Figure 5. Clutch size (A), egg dry mass (B), and total maternal dry mass investment (C) in the first three reproduction cycles of D. magna reared on S. obliquus and S. obliquus supplemented with cholesterol or EPA. Data represent means of n = 6 ± SD. Data points labeled with the same letters are not significantly different (Tukey's HSD, P < 0.05, following ANOVA; Table S2).

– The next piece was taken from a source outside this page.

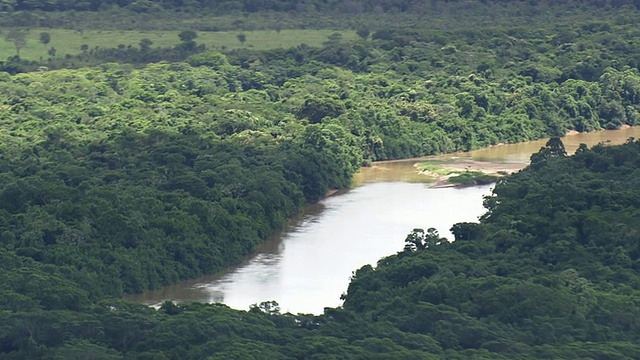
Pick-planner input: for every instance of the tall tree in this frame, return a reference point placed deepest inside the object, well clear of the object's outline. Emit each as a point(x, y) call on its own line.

The dry mass and lipid content of male and female somata (without eggs) at the end of the experiment, when females deposited their third clutch eggs in their brood chambers, differed significantly between sexes and among food treatments (Figure 6, Table S3). While female somata were characterized by a higher dry mass on all food treatments and higher cholesterol content on the unsupplemented and the cholesterol-supplemented food, male somata contained higher amounts of total fatty acids, linoleic acid (LIN; 18:2n-6), α-linolenic acid (ALA: 18:3n-3), and EPA (Figure 6). This finding was even more evident when the data were related to the body dry mass (Figure S4). Male somata contained much higher concentrations of LIN and ALA than female somata, while the concentrations of EPA and cholesterol did not differ significantly between sexes. The concentrations of LIN and ALA were significantly higher in eggs than in female somata, while EPA and cholesterol concentrations did not differ between eggs and female somata (Figure S4, Table S4).

FIGURE 6

Figure 6. Dry mass (A), total fatty acid (B), linoleic acid (LIN; C), α-linolenic acid (ALA; D), eicosapentaenoic acid (EPA; E), and cholesterol (F) content (μg individual⁻¹) of male and female somata of D. magna reared on S. obliquus (Scen) and S. obliquus supplemented with cholesterol or EPA until females deposited their third-clutch eggs into their brood chambers. Female somata and eggs produced in the first three reproduction cycles were analyzed separately to assess biomass and lipid allocation into female reproduction. Light gray bars (soma + eggs) represent the dry mass and lipid content of female somata at the end of the experiment figured up with the cumulative dry mass and lipid content of eggs produced within the first three reproduction cycles. Dry mass data represent means of n = 6 ± SD; lipid data represent means of n = 3 ± SD. Data points labeled with the same letters are not significantly different (Tukey's HSD, P < 0.05, following ANOVA; Table S3).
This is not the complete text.